The amusement, gambling, and recreation industries are in worse conditions than those discussed above, having experienced a significant jobs decline (-8.8%) and a LQ decline (-15%) since 2010.
But the St. Louis metro has many industries that are going strong, especially in manufacturing. The metro accounts for more than half of the state’s transportation and equipment manufacturing industry. Strengths also include chemical manufacturing and primary metal manufacturing, with opportunity in computer and electronic product manufacturing.
St. Louis County
St. Louis County, which is within the St. Louis metro, has three rising opportunities with significant job counts:
- Food manufacturing (LQ percent change 141%)
- Computer and electronic product manufacturing (94%)
- Electronic equipment, appliance, and component manufacturing (45%)
Note that the last two are closely related. This may mean that they share suppliers, supply to each other, or supply to similar companies—information that may help economic developers and community partners strategize about how to cultivate these industries.
Why might it be worth the effort to develop these industries? Because they both pay extremely well for the area. While the average earnings per job for all industries in St. Louis is $65,507, computer and electronic product manufacturing pays $86,107 on average, and electrical equipment, appliance and component manufacturing pays $101,040 on average.

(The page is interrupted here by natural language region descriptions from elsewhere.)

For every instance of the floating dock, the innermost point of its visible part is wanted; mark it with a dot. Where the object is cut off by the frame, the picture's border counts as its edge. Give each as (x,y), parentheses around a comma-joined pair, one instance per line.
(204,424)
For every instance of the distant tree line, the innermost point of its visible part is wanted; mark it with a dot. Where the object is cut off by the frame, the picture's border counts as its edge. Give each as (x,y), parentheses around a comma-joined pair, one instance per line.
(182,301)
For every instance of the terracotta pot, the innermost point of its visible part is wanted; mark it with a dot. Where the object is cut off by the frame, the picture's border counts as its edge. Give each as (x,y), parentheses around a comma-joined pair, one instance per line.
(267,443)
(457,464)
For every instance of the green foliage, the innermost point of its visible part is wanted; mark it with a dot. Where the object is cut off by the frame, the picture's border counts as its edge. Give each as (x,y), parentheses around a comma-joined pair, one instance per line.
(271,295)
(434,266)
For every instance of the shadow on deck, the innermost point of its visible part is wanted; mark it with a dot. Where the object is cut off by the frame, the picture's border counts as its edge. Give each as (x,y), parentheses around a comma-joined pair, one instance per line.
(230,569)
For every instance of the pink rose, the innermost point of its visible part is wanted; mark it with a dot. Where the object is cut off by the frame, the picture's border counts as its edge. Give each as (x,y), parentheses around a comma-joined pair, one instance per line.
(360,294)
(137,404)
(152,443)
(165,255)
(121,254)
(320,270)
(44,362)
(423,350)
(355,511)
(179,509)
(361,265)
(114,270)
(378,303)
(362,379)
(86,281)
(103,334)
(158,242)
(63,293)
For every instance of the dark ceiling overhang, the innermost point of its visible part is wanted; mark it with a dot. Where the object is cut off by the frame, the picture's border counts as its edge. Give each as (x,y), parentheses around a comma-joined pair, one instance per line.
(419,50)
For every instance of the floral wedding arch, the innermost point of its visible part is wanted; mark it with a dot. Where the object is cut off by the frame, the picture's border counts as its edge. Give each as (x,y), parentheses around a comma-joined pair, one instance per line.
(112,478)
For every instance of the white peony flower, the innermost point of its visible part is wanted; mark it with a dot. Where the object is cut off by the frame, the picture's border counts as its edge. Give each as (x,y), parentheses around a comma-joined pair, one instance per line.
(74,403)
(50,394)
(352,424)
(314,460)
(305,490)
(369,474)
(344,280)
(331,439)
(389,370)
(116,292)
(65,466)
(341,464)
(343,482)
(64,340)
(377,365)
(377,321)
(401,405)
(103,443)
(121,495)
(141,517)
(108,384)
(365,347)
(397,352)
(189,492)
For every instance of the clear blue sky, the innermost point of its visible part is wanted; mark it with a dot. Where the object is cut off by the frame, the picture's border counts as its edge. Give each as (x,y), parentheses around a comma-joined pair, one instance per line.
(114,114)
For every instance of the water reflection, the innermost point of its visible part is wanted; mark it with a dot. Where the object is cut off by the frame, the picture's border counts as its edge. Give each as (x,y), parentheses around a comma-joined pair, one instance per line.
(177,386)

This means that these industries have the potential to create family-sustaining jobs and raise the quality of life in the county.
St. Louis City (ZIP Code 63141)
To construct this chart, we used EMSI’s ZIP code data for 63141. EMSI’s ZIP code employment estimates come from linking data from the Census Bureau’s ZIP Code Business Patterns to our county-level data.
This chart shows that the administrative and support services industry is a huge asset in St. Louis. It has seen 43% job growth since 2010 and 16% change in LQ.
In contrast, ambulatory health care services is losing ground in LQ because it has been growing so rapidly in other areas (due to increased demand after the Affordable Care Act). So even though St. Louis has had job growth in this industry (14.6%), it isn’t enough to maintain its level of concentration. Still, it wasn’t a huge decline (-3%) and may not be a big deal because health care services tend to stay fairly close to average concentration levels. The same goes for hospitals and education, which both have strong but declining LQs.